Ceux qui veulent voir dans cette histoire une sombre machination ont beau jeu. Notons le choix des huit nouvelles venues, où l'on relève des parentes du cardinal de Richelieu et de M. de Laubardemont. Parmi ces dernières, celle qu'on allait, de manière tout à fait imprévue, leur imposer pour supérieure : la sœur Jeanne-des-Anges, fille de Louis de Belciel, baron de Coze, et de Charlotte de Goumart.

Nous savons très bien qu'il faut se garder de juger selon nos idées actuelles les couvents de cette époque, où tant de filles étaient enfermées sans vocation sérieuse ; mais il suffit de lire les Mémoires de cette personne peu banale, pour constater l'indignité de ses titres à diriger ses compagnes.

Son éducation, comme celle d'Urbain Grandier, ne s'était pas faite dans sa famille ; par une bizarre coïncidence, une de ses tantes l'avait emmenée, elle aussi, à Saintes, dans l'abbaye dont elle était prieure. A quinze ans, la jeune fille entrait aux Ursulines de Poitiers.

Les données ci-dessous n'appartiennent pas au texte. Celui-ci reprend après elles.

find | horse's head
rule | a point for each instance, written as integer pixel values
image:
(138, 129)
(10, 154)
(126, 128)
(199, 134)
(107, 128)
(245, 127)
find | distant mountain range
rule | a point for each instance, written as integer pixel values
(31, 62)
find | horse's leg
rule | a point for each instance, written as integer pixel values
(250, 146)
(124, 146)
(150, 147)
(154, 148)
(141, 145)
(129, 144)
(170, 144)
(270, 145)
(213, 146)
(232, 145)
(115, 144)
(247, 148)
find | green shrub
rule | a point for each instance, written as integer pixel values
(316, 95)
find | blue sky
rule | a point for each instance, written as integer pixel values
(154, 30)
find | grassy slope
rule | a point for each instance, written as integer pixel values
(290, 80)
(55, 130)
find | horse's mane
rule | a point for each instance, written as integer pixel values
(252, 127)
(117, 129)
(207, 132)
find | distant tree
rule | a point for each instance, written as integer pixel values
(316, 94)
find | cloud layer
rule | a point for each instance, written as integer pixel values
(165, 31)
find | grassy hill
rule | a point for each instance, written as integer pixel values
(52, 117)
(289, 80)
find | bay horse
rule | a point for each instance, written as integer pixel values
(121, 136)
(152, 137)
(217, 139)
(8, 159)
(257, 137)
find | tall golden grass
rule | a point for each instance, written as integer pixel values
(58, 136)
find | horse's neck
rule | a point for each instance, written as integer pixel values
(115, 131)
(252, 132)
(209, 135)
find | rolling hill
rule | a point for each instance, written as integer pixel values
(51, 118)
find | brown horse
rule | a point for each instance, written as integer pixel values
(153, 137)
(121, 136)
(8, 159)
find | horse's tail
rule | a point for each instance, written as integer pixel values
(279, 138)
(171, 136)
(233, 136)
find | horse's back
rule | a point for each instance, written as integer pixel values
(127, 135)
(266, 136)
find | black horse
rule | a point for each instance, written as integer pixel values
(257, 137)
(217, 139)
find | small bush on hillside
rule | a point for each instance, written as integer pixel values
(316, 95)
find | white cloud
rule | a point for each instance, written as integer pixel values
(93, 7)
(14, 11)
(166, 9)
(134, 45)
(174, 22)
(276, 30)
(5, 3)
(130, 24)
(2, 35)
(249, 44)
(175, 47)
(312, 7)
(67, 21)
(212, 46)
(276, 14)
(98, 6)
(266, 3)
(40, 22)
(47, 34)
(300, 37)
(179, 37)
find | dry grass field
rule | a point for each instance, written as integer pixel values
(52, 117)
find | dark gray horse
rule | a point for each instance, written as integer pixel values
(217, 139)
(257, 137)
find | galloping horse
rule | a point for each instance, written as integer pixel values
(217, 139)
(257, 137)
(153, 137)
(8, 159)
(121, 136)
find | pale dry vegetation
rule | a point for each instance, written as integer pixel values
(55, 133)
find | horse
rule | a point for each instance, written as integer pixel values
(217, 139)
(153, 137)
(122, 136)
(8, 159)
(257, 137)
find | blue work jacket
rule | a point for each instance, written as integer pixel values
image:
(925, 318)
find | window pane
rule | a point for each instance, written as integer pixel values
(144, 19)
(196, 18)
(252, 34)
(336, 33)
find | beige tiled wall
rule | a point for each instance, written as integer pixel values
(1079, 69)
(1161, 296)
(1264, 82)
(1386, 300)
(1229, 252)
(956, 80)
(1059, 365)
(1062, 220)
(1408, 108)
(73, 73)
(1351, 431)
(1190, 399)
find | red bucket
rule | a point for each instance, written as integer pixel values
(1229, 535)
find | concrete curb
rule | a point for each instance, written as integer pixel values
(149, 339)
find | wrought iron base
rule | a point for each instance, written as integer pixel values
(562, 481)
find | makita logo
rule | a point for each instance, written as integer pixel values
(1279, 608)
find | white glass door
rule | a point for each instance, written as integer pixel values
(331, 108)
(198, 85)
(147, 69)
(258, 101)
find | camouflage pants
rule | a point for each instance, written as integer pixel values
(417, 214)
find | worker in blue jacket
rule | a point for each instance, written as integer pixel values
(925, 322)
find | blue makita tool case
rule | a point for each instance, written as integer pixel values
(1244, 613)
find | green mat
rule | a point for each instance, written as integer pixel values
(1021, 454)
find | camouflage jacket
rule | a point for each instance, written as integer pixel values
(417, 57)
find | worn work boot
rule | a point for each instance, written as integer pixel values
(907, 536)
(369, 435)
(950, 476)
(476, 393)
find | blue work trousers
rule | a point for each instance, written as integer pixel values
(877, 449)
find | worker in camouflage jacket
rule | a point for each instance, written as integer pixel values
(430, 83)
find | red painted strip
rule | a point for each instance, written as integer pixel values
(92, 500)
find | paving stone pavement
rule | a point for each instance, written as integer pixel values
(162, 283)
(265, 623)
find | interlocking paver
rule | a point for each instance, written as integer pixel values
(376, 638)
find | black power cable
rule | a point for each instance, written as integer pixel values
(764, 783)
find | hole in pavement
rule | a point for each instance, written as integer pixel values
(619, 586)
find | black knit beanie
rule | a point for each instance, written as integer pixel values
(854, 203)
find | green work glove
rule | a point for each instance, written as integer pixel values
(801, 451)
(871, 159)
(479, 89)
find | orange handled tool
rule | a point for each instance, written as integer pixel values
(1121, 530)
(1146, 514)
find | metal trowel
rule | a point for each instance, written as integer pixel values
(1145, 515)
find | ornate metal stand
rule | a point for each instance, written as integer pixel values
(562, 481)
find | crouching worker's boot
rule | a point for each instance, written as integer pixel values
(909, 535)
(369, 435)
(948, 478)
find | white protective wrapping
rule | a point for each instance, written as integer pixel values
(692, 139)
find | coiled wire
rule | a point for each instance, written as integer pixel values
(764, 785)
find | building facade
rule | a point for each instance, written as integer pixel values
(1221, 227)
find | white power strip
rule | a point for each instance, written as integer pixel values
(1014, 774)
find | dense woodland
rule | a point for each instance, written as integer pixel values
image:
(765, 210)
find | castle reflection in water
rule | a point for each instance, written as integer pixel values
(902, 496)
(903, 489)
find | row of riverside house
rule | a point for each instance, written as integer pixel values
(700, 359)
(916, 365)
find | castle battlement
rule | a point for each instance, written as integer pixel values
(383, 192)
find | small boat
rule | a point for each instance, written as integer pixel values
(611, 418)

Elle y passa trois ans, a-t-elle avoué elle-même, « en grand libertinage ». Evidemment, dans le langage du temps, ne s'agit-il que de libertinage d'esprit, c'est-à-dire d'impiété ; mais c'est déjà suffisant pour une future supérieure. « Je n'avais aucune application à la présence de Dieu. Il n'y avait point de temps que je trouvasse si long que celui que la règle nous oblige de passer à l'oraison. C'est pourquoi, lorsque je trouvais quelque prétexte pour m’en exempter, je l'embrassais avec affection. Je m'appliquais à la lecture de toutes sortes de livres, mais ce n'était pas un désir de mon avancement spirituel, mais seulement de me faire paraître fille d'esprit et de bon entretien. J'avais une telle estime de moi-même que je croyais la plupart des autres bien au-dessous de moi. »

Pour cela, mais pour cela seulement, elle se trouvait bien placée à la tête de la petite communauté, qui se débattait avec courage au milieu de multiples difficultés : installation misérable, ambiance inquiétante, pénurie d'élèves, insuffisance de secours spirituels. Les Ursulines avaient pour aumônier le frère de leur propriétaire, le vieil abbé Moussaut, prieur de Chasseignes, qui, à bout de souffle, allait décéder en 1631.

Qui lui succéderait ? Voici encore un des points obscurs et inquiétants de cette affaire. A cette date où Urbain Grandier vient à peine de sortir d'un procès scandaleux, où son évêque lui a marqué la plus grande sévérité, c'est lui, c'est ce curé de Saint-pierre, donc de leur propre paroisse, où certains catholiques demandent à rejeter son magistère, que ces jeunes religieuses désirent pour directeur ! Vraiment, dans cette histoire où l'on parlera tellement du démon, ce choix paraît diabolique ! Il révèle, en tout cas, un piège tellement grossier que l'homme visé n'accepta point. Lui, que l'on avait accusé de faire ses maîtresses de toutes ses pénitentes, il eut le bon sens de s'éloigner du couvent qu'on lui ouvrait.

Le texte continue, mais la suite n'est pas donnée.